Vice Admiral Manson K. Brown retires from the U.S. Coast Guard as the service’s top-ranking  Black officer

Patrick Kelley/U.S. Coast Guard – Vice Adm. Manson Brown receives a framed collection of mementos during his retirement ceremony Wednesday at Coast Guard Headquarters in Washington.

With three words, Vice Adm. Manson K. Brown brought to a close his 36-year career in the U.S. Coast Guard and his pioneering role as the highest-ranking black officer in the history of the sea service.
“I stand relieved,” Brown said Wednesday, May 14, at a change of command ceremony at Coast Guard headquarters in Southeast Washington. Brown, who grew up in the District’s Petworth neighborhood, joined the Coast Guard in 1978 and rose to become a three-star admiral.

 

Adm. Robert J. Papp Jr., the Coast Guard Commandant, said that Brown had stood on the shoulders of Black officers before him and that those who follow owe Brown a debt for his service. Brown played a crucial role in developing the careers of minorities in the Coast Guard, Papp added.

While we still have a long way to go, I credit Manson Brown for speaking truth to power,” Papp said.

Serving aboard the USCGC Glacier (WAGB-4), an icebreaker, during his first assignment as a young officer, Brown said he had to confront racism almost immediately. He noticed that one older white subordinate, a popular chief petty officer, seemed agitated by his presence. Brown decided to settle the matter face to face.
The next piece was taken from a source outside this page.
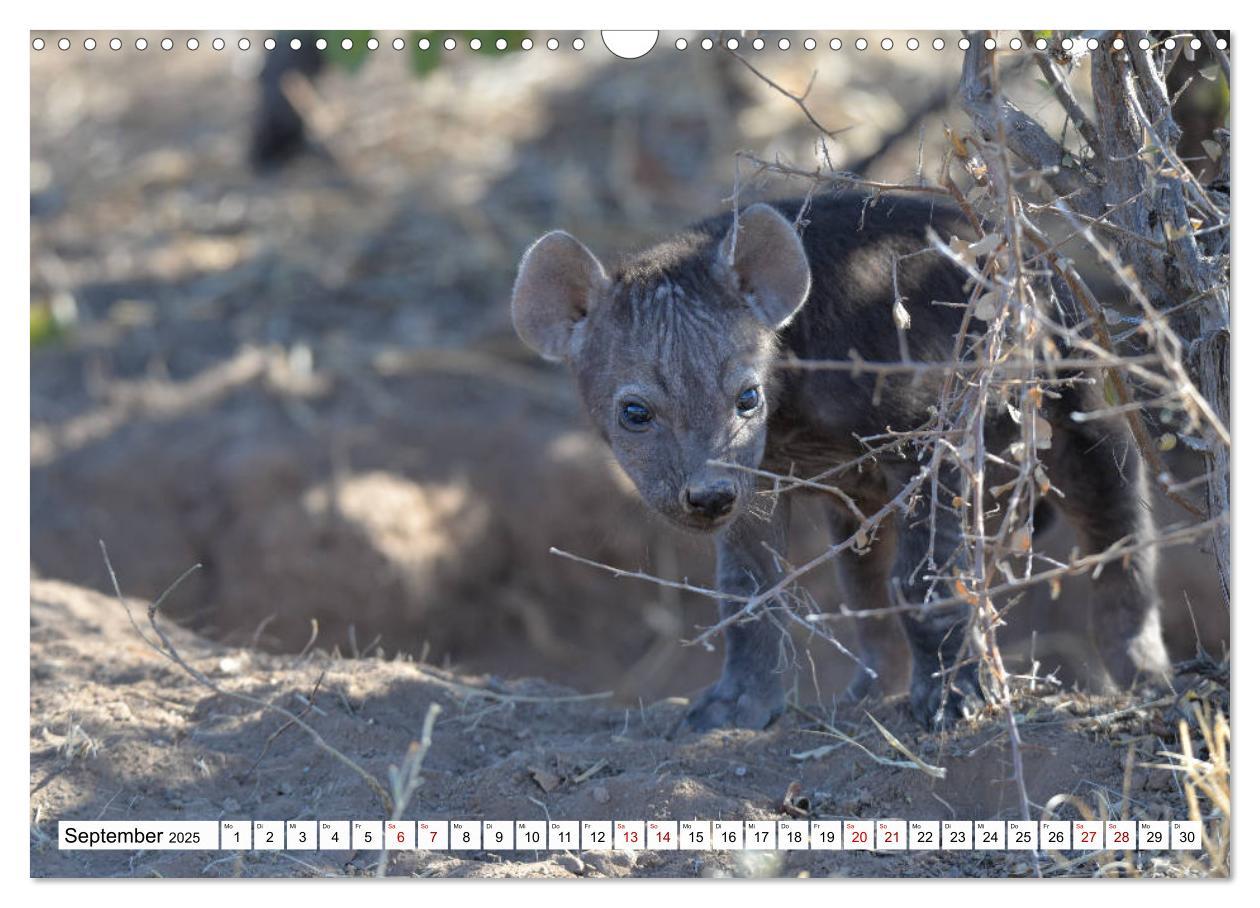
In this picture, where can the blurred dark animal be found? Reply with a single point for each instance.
(279, 134)
(674, 354)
“He said there was no way he was going to work for a Black man,” Brown said. “My head pounded with anger and frustration.”

But other enlisted leaders on the ship rallied behind Brown. Throughout the rest of his career, Brown was recognized for his inspirational leadership and zeal.
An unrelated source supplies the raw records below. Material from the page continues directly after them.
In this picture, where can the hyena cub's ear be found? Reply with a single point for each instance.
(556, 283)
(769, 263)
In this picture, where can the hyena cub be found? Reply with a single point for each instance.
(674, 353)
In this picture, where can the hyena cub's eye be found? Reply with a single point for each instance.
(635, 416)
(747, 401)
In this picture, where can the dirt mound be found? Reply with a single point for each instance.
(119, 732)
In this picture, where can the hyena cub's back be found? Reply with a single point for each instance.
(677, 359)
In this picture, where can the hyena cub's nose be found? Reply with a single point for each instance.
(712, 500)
He assumed positions of responsibility in Florida, Hawaii and California, where he oversaw counter-narcotics trafficking missions and other operations spanning 73 million square miles of the Pacific Ocean. He served as the military assistant to two U.S. secretaries of transportation and spent three months in Iraq in 2004, leading the restoration of two major ports.

In recent years, Brown led a Coast Guard effort to improve sexual assault prevention and outreach. A civil engineer by training, he also oversaw recovery operations after Hurricane Sandy wrought $270 million in damage to Coast Guard property, Papp said.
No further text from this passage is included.